In brief
- Undoubtedly, the fiscus has been Kenya’s Achilles’ heel. Though not different from previous years, 2024 was characterized by a youth revolt that initially rejected the Finance Bill 2024 but eventually resulted in demands for government accountability.
- We project a fiscal deficit of 4.3% in FY26, slightly narrower from our expected 4.5% in FY25. Given the expected 11.6% y/y increase in FY26 expenditure requirements, the authorities will lean on revenue mobilization to address the growing spending needs.
- Revenue outturns have undershot the targets under the IMF programme since the June 2023 cutoff in the sixth review. We thus see scope for a non-funded successor programme to ensure continuity in reforms under the structural benchmarks with our view cemented by the negative deviation in revenue outturn in the latter part of the current programme.
- We forecast real GDP growth at 5.2% ± 10bps in 2025 and above the 4.5% estimated growth last year. We expect the Services sector to continue bolstering growth in Kenya amidst reduced political risk environment, and a boost to transport sectors. Disinflation trend will anchor wholesale and retail trade sector, while the lower interest rate regime will boost financial services and real estate sectors.

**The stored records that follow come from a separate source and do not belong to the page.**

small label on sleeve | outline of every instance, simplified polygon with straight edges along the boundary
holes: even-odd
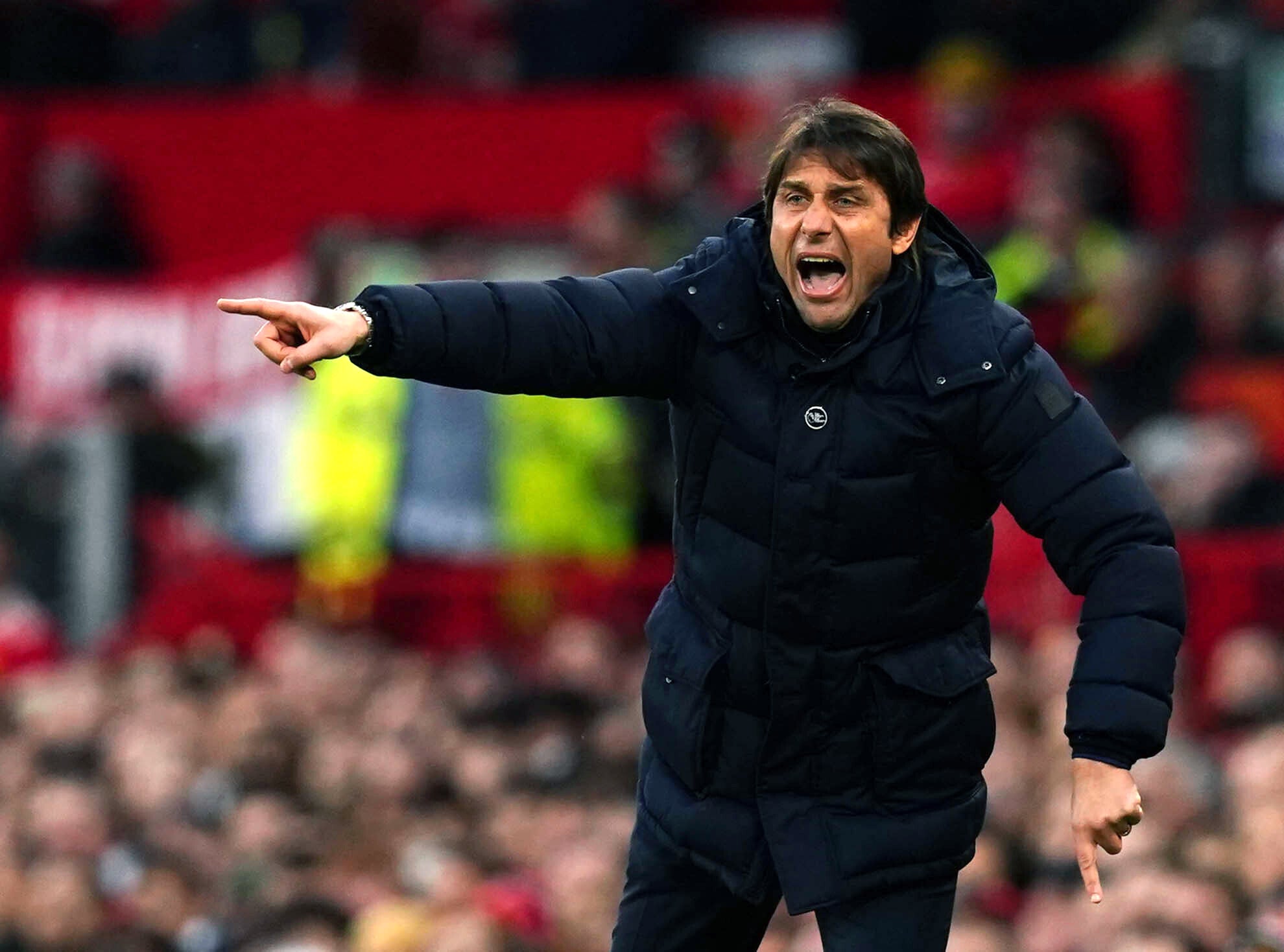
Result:
[[[1073,391],[1062,389],[1059,380],[1048,380],[1046,377],[1035,384],[1035,399],[1039,400],[1039,405],[1044,408],[1049,420],[1059,417],[1075,402]]]

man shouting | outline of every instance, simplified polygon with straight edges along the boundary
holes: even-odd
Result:
[[[763,203],[661,272],[367,287],[265,318],[284,372],[670,405],[673,581],[614,952],[754,949],[781,896],[831,951],[940,952],[994,745],[981,604],[1011,509],[1085,597],[1066,734],[1084,884],[1141,819],[1185,625],[1172,532],[909,140],[800,108]]]

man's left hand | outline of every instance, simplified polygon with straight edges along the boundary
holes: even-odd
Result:
[[[1071,825],[1075,830],[1075,857],[1091,902],[1102,901],[1102,880],[1097,872],[1097,847],[1111,856],[1124,848],[1124,837],[1141,822],[1141,794],[1132,775],[1122,767],[1075,757],[1075,780],[1070,794]]]

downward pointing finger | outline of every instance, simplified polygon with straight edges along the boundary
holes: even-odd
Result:
[[[1097,844],[1090,837],[1077,834],[1075,838],[1075,857],[1079,860],[1079,872],[1084,878],[1089,902],[1102,901],[1102,878],[1097,871]]]
[[[272,298],[220,298],[218,309],[229,314],[253,314],[266,321],[279,321],[290,317],[294,305]]]

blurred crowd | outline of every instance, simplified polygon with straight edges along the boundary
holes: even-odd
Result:
[[[1284,21],[1275,0],[4,0],[0,86],[661,77],[707,68],[709,38],[734,49],[737,24],[799,19],[840,37],[822,54],[840,73],[914,68],[960,30],[1022,67],[1172,60],[1181,28],[1207,13]]]
[[[1061,733],[1077,638],[999,636],[990,813],[951,952],[1284,949],[1284,649],[1230,633],[1212,729],[1135,769],[1145,820],[1090,907]],[[0,730],[5,952],[601,952],[642,740],[636,633],[559,618],[428,658],[282,618],[36,668]],[[763,944],[819,952],[810,916]]]
[[[999,298],[1031,318],[1176,527],[1284,525],[1284,216],[1192,196],[1185,227],[1156,230],[1117,127],[1057,109],[1018,124],[1005,109],[1017,69],[1111,53],[1172,64],[1198,17],[1284,27],[1274,0],[0,0],[0,86],[664,76],[683,68],[688,31],[801,8],[841,24],[862,68],[915,71],[923,114],[904,121],[928,198],[986,251]],[[972,35],[955,36],[960,24]],[[693,109],[657,130],[639,181],[577,203],[552,242],[568,268],[664,267],[719,231],[755,200],[794,87],[774,96],[758,119]],[[65,142],[35,171],[24,268],[148,273],[109,162]],[[435,231],[422,248],[434,275],[476,277],[498,244]],[[326,254],[318,299],[342,300],[352,289]],[[158,502],[182,509],[226,461],[168,413],[145,368],[116,368],[99,396],[127,439],[144,594],[181,561]],[[429,472],[412,473],[428,497],[444,498],[442,473],[458,499],[478,495],[508,466],[542,486],[514,495],[528,548],[541,532],[560,552],[668,540],[663,405],[603,402],[570,418],[553,402],[510,403],[523,440],[488,463],[476,427],[502,450],[502,416],[433,403],[428,387],[415,399],[438,425],[407,436],[431,448],[416,450]],[[18,452],[8,430],[0,449],[13,540],[0,536],[0,952],[607,947],[642,740],[638,631],[561,617],[497,653],[425,656],[281,617],[248,650],[205,625],[171,648],[56,661],[62,463],[54,444]],[[614,521],[593,514],[606,511]],[[589,538],[607,522],[606,543]],[[485,531],[470,523],[470,538]],[[1077,638],[1068,618],[1045,621],[995,638],[990,815],[950,952],[1284,952],[1280,633],[1217,633],[1199,684],[1185,671],[1168,748],[1135,770],[1145,820],[1104,860],[1106,901],[1089,907],[1061,734]],[[763,948],[819,952],[814,921],[782,912]]]

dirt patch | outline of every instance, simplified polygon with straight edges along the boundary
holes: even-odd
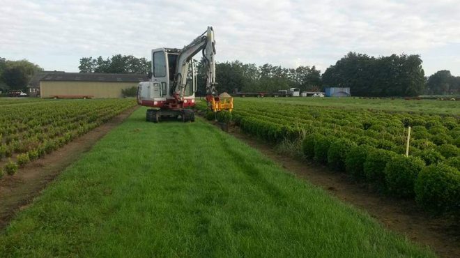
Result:
[[[218,123],[213,123],[216,126]],[[327,167],[277,153],[274,146],[232,126],[229,133],[279,163],[283,168],[321,187],[337,198],[363,210],[388,229],[414,242],[427,245],[443,257],[460,257],[460,223],[454,218],[434,218],[420,210],[413,200],[402,200],[372,192],[353,183],[344,173]]]
[[[0,229],[20,210],[24,209],[66,167],[88,151],[98,140],[119,125],[137,107],[125,110],[103,125],[68,144],[20,168],[13,176],[0,179]]]

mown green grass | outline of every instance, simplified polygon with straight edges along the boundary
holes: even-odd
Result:
[[[369,109],[390,112],[411,112],[424,114],[460,116],[459,101],[404,99],[361,99],[354,98],[235,98],[235,108],[238,102],[273,102],[308,106],[332,107],[355,109]]]
[[[145,110],[13,220],[0,256],[434,256],[201,119]]]

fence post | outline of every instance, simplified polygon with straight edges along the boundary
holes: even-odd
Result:
[[[411,126],[408,127],[407,131],[407,142],[406,144],[406,157],[409,155],[409,142],[411,140]]]

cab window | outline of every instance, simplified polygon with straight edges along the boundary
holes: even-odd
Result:
[[[166,76],[166,58],[164,52],[158,51],[153,53],[153,77]]]

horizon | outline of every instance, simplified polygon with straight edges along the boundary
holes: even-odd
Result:
[[[210,25],[220,63],[314,66],[324,73],[349,52],[406,54],[420,55],[426,76],[441,70],[460,75],[460,6],[452,1],[204,3],[7,0],[0,56],[76,73],[82,57],[150,60],[151,49],[181,48]]]

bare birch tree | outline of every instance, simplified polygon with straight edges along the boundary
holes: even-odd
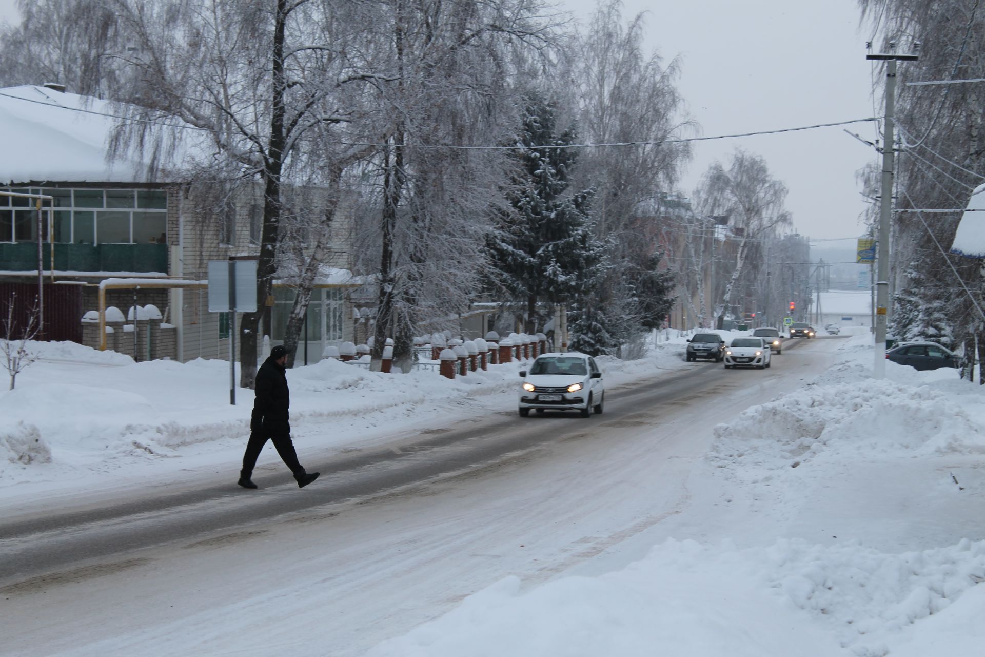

- We see scope for 175bps cut in the Central Bank Rate (CBR) to a terminal rate of 9.5% at the end of 2025. Our takeaway from the December 2024 MPC meeting was the dovish tone to unlock growth momentum. We do not expect aggressive moral suasion by the apex bank to nudge lending rates lower, but we think the policymakers may double down on measures to enhance the monetary policy transmission channel.